History | |
---|---|
Name: | USS Pocono |
Builder: | North Carolina Shipbuilding Company, Wilmington, North Carolina |
Laid down: | 30 November 1944 |
Launched: | 25 January 1945 |
Acquired: | 15 February 1945 |
Commissioned: | 29 December 1945 |
Decommissioned: | 19 June 1949 |
Recommissioned: | 18 August 1951 |
Decommissioned: | 16 September 1971 |
Struck: | 1 December 1976 |
Fate: | Sold for scrapping, 3 December 1981 |
General characteristics | |
Class and type: | Adirondack-class command ship |
Displacement: |
|
Length: | 459 ft 2 in (139.95 m) |
Beam: | 63 ft (19 m) |
Draft: | 24 ft (7.3 m) |
Propulsion: | Geared turbine, 1 shaft, 6,000 shp (4,474 kW) |
Speed: | 16 knots (30 km/h; 18 mph) |
Complement: | 490 |
Armament: |
|
USS Pocono (AGC-16) was an Adirondack class amphibious force command ship named after a range of mountains in Eastern Pennsylvania. She was designed as an amphibious force flagship, a floating command post with advanced communications equipment and extensive combat information spaces to be used by the amphibious forces commander and landing force commander during large-scale operations.
An amphibious force flagship, the Pocono's keel was laid 30 November 1944 and launched 25 January 1945 by the North Carolina Shipbuilding Company, Wilmington, N. C., sponsored by Miss Mary V. Carmines of Messick, acquired by the Navy 15 February 1945; towed to Boston for fitting out; and commissioned 29 December 1945, Captain H. A. Sailor in command.

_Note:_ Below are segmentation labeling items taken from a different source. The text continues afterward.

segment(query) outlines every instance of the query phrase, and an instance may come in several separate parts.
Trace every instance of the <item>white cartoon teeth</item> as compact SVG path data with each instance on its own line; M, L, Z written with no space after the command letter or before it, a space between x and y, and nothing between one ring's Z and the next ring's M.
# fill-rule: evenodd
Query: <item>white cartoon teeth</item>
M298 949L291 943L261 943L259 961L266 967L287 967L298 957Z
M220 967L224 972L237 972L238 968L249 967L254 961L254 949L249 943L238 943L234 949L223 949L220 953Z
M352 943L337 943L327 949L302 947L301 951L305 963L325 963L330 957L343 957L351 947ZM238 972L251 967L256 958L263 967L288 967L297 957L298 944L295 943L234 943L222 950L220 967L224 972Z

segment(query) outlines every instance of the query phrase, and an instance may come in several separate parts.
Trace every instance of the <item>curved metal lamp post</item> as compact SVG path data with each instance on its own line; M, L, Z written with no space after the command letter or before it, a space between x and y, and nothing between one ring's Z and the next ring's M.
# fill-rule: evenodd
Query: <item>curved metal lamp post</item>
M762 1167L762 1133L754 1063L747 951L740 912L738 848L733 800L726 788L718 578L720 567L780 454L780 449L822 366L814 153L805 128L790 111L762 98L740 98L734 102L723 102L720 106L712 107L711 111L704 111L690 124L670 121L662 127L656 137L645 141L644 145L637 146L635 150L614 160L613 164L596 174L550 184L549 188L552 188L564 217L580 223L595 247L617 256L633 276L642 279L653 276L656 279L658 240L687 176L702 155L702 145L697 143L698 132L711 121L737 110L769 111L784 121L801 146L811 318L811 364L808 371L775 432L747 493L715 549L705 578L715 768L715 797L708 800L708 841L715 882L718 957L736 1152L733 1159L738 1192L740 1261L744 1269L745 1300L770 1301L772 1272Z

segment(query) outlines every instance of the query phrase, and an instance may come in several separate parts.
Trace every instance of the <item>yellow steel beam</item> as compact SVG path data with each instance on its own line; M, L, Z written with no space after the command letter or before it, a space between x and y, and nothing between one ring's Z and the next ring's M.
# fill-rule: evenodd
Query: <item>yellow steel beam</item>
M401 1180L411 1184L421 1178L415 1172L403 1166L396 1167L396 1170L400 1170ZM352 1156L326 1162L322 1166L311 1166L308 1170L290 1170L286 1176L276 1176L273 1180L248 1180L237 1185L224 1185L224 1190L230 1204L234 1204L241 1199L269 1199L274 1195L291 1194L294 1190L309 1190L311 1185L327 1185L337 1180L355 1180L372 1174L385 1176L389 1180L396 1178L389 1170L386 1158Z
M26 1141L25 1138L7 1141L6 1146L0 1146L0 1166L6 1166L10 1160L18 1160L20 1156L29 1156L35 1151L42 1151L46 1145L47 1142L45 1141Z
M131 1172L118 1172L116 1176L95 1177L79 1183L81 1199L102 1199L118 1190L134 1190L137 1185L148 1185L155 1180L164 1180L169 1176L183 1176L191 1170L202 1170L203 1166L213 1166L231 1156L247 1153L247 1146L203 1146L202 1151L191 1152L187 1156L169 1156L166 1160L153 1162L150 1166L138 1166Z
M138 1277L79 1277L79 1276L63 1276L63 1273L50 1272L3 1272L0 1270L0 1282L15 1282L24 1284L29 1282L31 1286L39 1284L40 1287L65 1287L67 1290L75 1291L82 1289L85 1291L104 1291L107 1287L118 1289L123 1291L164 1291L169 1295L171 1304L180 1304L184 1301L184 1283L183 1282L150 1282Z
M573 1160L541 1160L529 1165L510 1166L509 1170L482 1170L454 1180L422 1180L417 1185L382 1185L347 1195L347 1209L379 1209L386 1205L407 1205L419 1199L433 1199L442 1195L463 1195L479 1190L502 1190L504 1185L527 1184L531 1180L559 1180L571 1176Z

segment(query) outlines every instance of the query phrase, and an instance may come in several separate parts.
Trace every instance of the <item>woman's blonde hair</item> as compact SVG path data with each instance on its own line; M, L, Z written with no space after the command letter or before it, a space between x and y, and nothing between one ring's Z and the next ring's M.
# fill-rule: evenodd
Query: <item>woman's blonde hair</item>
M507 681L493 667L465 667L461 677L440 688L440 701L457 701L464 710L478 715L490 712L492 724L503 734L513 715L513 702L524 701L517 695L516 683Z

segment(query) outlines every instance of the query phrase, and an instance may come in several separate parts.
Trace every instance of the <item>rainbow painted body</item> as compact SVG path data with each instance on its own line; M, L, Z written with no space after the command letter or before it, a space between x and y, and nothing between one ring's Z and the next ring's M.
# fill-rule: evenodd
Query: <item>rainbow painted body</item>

Pocono departed Boston on 18 March 1946 for Key West, Florida, en route to Guantanamo Bay for shakedown. The ship then proceeded to Washington, D.C., via Norfolk, and arrived in the nation’s capital on 7 May.
During the next few years, she operated off the Atlantic coast from Newfoundland to Trinidad. Early in 1948, she was flagship of Admiral W. H. P. Blandy, Commander Atlantic Fleet.
Pocono decommissioned at Norfolk on 19 June 1949 and moved to Bayonne, N.J., where she entered the Atlantic Reserve Fleet.
Pocono was recommissioned on 18 August 1951 to serve as flagship for Commander, Amphibious Force, Atlantic Fleet. She operated in this capacity in the Caribbean and off the East Coast of the U.S. until 1956.